Rehoboam’s response to the people’s request is a display of weakness disguised as strength. Like Hanun of Ammon (1 Chronicles 19), Rehoboam and his lads think that bravado is the best policy. The best way to prove his strength is to humiliate others.

The result is a divorce.

When Benjamites join David at Ziklag, Amasai speaks in the Spirit: “We are yours, O David, and with you, O son of Jesse.” Peace, peace peace. Peace to the one who helps (1 Chronicles 12:18).Amasai expresses the depth of the union of Israel with her king. It isn’t merely a political arrangement. It’s a wedding vow, a declaration that the tribes are one-flesh with David; there is a covenant of mutual possession between the son of Jesse and the sons of Israel.

When Rehoboam returns his harsh answer, all Israel answers with a poem that echoes Amasai’s vow (2 Chronicles 10:16; Pratt, 272, notes the connection). Like Amasai’s declaration, the people speak of “David” and “the son of Jesse.” In place of a compact of mutual possession, though, they declare a dispossession. “What portion in David, what portion in the son of Jesse?” None, and so Israel goes to their tents and leave David to return to his own house.

David’s house is supposed to be Israel’s house. David and Israel now live in separate houses. One can only ask, in Pauline horror, Is David divided?

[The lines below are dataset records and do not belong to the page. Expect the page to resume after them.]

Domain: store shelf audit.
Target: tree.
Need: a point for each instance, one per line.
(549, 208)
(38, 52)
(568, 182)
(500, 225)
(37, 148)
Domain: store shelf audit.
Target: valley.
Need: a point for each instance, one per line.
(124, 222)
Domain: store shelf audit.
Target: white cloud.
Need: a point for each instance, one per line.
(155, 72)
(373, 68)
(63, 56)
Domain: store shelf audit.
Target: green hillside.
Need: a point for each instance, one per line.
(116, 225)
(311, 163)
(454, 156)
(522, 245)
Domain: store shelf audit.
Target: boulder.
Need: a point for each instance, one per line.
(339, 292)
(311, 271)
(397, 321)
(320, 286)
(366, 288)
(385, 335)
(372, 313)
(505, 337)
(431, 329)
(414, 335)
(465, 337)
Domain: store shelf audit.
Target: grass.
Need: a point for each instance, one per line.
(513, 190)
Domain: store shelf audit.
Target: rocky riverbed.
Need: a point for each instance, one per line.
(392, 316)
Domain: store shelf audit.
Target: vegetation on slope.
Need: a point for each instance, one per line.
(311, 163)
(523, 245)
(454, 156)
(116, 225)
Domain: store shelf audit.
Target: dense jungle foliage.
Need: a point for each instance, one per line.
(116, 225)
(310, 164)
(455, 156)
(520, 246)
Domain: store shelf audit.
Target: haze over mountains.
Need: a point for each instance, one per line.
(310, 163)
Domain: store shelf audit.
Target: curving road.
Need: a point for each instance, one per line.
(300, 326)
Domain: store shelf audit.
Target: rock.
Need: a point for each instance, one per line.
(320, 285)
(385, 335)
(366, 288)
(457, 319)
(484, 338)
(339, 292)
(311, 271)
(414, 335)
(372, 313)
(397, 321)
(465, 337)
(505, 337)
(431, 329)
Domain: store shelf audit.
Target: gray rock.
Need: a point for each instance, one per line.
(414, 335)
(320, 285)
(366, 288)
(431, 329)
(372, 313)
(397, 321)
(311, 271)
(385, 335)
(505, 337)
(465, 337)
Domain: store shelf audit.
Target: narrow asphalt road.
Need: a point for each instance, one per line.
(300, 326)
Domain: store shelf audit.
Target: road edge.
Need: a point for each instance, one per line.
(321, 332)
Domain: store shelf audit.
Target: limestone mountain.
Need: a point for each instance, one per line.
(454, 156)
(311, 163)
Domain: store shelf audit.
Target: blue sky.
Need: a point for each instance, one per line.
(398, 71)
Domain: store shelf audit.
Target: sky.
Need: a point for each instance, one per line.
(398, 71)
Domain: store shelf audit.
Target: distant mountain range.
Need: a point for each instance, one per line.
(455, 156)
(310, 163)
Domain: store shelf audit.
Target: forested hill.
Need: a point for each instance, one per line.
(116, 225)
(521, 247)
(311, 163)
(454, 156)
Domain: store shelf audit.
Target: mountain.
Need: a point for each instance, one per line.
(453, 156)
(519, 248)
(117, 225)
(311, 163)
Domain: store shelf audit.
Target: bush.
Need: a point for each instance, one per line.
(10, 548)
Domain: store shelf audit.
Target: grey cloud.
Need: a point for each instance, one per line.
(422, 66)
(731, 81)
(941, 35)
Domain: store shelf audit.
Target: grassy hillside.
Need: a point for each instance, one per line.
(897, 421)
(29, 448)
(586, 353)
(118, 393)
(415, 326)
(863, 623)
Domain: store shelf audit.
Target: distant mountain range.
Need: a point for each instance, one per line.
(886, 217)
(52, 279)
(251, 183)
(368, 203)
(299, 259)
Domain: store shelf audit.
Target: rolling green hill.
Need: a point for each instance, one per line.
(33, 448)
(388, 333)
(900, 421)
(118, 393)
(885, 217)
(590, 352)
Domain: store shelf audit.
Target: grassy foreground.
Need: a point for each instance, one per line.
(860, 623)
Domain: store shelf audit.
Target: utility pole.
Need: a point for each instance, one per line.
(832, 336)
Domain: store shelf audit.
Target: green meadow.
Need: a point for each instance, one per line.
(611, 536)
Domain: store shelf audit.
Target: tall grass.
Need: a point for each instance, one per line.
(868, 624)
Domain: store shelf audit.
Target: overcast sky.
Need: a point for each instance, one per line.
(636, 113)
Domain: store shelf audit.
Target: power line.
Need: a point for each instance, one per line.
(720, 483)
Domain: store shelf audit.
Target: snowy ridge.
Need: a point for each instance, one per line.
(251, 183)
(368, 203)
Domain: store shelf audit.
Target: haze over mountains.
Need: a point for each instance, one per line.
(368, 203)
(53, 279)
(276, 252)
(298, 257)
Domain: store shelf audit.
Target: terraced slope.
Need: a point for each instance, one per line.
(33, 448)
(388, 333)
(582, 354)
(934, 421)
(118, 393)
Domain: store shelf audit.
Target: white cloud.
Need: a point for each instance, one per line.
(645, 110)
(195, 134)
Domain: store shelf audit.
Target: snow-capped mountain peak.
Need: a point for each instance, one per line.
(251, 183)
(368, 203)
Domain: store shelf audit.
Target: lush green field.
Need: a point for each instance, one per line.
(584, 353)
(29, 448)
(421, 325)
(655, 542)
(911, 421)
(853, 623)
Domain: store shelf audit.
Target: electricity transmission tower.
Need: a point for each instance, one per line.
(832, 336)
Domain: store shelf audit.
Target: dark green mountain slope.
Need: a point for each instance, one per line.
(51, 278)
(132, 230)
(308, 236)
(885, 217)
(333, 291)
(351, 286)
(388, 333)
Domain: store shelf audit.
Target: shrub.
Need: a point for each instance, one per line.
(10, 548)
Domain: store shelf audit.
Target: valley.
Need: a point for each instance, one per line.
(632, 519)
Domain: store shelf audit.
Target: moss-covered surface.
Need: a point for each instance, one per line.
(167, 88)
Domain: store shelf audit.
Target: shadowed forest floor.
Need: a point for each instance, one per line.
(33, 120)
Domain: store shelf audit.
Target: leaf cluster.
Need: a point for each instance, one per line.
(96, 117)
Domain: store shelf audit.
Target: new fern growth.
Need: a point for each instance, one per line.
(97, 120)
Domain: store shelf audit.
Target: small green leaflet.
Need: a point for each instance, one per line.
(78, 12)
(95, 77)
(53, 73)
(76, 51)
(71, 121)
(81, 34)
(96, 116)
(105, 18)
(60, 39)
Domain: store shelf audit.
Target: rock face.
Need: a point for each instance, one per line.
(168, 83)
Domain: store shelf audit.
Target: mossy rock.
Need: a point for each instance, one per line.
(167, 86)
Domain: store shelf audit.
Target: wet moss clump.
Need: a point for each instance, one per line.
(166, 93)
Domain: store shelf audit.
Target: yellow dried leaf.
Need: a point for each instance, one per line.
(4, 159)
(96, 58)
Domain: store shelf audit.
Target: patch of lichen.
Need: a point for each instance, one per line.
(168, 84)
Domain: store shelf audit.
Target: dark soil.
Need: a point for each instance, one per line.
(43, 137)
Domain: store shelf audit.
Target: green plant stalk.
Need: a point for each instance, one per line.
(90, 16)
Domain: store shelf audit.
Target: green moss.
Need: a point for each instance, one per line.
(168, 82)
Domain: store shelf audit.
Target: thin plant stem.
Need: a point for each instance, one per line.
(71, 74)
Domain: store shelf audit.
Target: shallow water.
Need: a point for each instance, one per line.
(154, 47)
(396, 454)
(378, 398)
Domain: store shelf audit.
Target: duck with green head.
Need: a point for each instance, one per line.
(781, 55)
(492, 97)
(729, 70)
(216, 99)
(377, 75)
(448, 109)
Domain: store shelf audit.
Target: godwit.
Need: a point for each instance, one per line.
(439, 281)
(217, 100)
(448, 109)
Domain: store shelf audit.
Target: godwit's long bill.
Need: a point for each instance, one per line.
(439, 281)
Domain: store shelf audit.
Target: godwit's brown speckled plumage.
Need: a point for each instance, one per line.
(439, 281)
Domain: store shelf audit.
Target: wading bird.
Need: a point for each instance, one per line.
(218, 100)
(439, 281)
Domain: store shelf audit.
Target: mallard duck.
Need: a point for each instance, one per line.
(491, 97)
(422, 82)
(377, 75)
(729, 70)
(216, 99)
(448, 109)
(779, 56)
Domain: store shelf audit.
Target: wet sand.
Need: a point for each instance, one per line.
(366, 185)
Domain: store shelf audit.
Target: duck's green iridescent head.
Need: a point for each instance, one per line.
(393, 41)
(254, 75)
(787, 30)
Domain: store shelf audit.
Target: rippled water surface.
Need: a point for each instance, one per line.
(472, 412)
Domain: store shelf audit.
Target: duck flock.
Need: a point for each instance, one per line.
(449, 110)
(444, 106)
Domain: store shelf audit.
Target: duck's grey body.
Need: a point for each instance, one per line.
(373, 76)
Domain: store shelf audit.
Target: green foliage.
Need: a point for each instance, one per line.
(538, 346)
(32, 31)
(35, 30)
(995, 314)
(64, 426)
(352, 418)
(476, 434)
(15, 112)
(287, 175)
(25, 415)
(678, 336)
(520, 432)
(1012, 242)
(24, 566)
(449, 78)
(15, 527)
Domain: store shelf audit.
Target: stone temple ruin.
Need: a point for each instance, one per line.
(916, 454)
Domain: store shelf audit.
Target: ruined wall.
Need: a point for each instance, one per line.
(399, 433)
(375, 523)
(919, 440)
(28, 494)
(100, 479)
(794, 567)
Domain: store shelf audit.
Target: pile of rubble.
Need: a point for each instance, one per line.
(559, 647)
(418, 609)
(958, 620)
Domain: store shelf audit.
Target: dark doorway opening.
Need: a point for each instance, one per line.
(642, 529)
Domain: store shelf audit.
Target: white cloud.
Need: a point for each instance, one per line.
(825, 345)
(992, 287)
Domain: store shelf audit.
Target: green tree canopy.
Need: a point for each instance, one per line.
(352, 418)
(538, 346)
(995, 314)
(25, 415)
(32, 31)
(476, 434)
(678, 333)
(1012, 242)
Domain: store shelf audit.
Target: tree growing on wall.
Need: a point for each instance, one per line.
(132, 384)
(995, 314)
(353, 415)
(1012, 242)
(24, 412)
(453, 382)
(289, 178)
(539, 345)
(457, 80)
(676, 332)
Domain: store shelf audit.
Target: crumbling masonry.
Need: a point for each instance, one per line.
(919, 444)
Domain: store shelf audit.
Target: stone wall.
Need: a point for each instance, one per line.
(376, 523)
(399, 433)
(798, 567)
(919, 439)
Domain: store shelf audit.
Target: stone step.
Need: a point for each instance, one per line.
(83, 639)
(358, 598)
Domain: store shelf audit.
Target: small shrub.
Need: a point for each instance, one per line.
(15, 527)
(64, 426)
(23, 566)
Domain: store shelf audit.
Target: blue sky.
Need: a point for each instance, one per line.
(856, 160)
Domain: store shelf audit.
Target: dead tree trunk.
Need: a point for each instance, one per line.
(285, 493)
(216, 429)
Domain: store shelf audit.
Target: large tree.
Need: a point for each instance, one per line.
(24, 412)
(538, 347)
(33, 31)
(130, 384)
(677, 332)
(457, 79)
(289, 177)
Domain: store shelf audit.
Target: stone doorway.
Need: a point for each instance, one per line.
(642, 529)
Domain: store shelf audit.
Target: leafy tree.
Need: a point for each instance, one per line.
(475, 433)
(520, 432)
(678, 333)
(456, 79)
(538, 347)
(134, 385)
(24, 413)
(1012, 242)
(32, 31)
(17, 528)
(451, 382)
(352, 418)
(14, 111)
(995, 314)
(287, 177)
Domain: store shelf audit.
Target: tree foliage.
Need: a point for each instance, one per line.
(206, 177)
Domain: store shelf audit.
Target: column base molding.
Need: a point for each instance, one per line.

All this shows why we have to read the Chronicler’s final judgment about Rehoboam as a double entendre. “So Israel has been in rebellion against the house of Israel to this day” (2 Chronicles 10:19), he writes. But who is “Israel”? One is tempted to think the term now applies only to the northern tribes, but a few verses later the prophet Shemaiah speaks of “all Israel in Judah and Benjamin” (2 Chronicles 11:3).

All Israel is in rebellion against the house of David. Rehoboam rejects the Davidic theology and institutions of kingship almost as thoroughly as Jeroboam and the northern tribes. (The one redeeming outcome for Rehoboam is that he retains, and gains, Levites, 2 Chronicles 11:13-14).